Sicher ist, dass in Bayern ohne China wenig läuft. Das Land ist wichtig als Zulieferer und Hersteller sowie als Absatzmarkt. Man darf darüber hinaus annehmen, dass sie das auch in China wissen. Dennoch ist dessen Einfluss abseits der Außenhandelsbilanz nur schwer in Zahlen zu messen. Zum Beispiel führt das Wirtschaftsministerium keine Statistiken darüber, wie viele Firmen im Freistaat mehrheitlich chinesischen Investoren gehören. Bekannt sind der Staatsregierung aber "elf bayerische Gemeinden und acht Landkreise", die Partnerschaften mit Kommunen in China pflegen - so ist es einer Antwort auf eine Grünen-Anfrage aus dem Oktober vergangenen Jahres zu entnehmen. Genannt werden unter anderem die Städte Ingolstadt (Zusammenarbeit mit Foshan), Passau (Liuzhou) und Dinkelsbühl (Jingjiang) sowie die Landkreise Rosenheim und Traunstein (beide Hangzhou). Hinzu kommen diverse Hochschulkooperationen und Vereine zur Förderung der chinesisch-bayerischen Beziehungen.

"Wirtschaftlich wäre es ein Desaster"

Auch die Sachverständigen können nur bedingt für bayernspezifisches Datenmaterial liefern. Die Forschung konzentriert sich auf Kontinente und Regionen; auf chinesische Investments in Afrika und Europa zum Beispiel, auf mal mehr, mal minder verdeckte Versuche von Einflussnahme in einzelnen Staaten, auf den Abfluss von Wissen und High Tech. Dafür bieten sich bei der Anhörung ein paar Einblicke, wie ein typisch bayerisch-chinesischer Austausch auf kommunaler Ebene ausschaut. So schildert Regensburgs Wirtschaftsreferent Stephan Barfuß, wie gegenseitige Delegationsbesuche ablaufen. "Mein Eindruck ist, dass so etwas immer auf Augenhöhe passiert", sagt er. "Kontroverse Themen" würden ausgeklammert, allerdings sei die Gegenseite oft besser informiert "als wir über sie". Und was, wenn der Austausch reduziert oder gar abgebrochen würde? "Wirtschaftlich wäre es ein Desaster", sagt Barfuß. Allein für Regensburg stünden Tausende Arbeitsplätze auf dem Spiel. Energie könne man kurzfristig anderswo einkaufen, Absatzmärkte nicht.

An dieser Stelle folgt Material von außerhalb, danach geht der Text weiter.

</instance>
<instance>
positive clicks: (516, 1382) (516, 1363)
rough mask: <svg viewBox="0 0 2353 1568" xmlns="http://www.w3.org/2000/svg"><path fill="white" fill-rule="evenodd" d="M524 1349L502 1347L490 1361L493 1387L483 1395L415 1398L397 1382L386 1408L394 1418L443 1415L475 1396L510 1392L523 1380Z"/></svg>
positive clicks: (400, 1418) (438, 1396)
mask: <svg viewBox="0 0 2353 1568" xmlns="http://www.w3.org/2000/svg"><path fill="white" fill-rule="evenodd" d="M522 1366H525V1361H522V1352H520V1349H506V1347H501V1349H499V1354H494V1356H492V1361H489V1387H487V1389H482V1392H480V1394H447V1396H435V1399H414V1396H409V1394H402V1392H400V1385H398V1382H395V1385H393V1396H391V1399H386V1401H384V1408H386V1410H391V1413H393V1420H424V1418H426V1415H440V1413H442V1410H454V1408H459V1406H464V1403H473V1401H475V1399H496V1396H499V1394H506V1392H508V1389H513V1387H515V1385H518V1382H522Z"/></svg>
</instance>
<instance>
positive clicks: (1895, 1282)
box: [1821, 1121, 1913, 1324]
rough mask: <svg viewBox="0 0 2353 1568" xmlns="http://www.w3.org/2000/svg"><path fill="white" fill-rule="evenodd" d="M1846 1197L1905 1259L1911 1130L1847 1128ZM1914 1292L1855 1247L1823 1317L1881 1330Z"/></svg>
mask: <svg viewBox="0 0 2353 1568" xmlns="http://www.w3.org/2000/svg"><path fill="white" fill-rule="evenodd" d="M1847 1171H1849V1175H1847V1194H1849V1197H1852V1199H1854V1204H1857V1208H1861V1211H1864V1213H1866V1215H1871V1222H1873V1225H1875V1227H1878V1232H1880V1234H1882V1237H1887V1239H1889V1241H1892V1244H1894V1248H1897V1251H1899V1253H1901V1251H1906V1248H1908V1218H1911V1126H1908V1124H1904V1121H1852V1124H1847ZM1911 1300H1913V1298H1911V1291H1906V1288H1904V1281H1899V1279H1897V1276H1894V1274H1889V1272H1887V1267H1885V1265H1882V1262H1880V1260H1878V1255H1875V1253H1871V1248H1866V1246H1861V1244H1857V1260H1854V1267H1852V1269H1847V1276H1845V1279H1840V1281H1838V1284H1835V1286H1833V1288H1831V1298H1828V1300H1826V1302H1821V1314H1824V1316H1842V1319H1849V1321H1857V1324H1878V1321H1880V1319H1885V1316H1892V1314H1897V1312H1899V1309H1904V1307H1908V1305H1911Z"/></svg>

Das macht die Lage aus bayerischer Sicht eher mehr als weniger kompliziert, das wird in der Anhörung deutlich. Wohlstand und Wissenstransfer, Sicherheit und Menschenrechte, Forschung und Spionage - wenn es um China geht, kommen viele Aspekte zusammen. Manche gehen zusammen, andere stehen in Widerspruch. Und Außenpolitik ist - auch wenn das Ministerpräsidenten schon mal anders interpretieren - keine Aufgabe der Bundesländer. Am pragmatischsten ist deshalb vielleicht ein Vorschlag, wie ihn Wessling macht: Um mehr über chinesische Aktivitäten zu erfahren, brauche es generell mehr Vernetzung und Austausch. Und Barfuß befindet: "Gott steh' uns bei, wenn die Chinesen in Taiwan einmarschieren." Das sei der "Worst Case" für die Menschen dort. Doch auch Deutschland und Bayern sehe er weder militärisch noch finanziell vorbereitet. "Hoffentlich treffen wir uns nicht in einem Jahr hier und sagen, darüber hätten wir nachdenken können."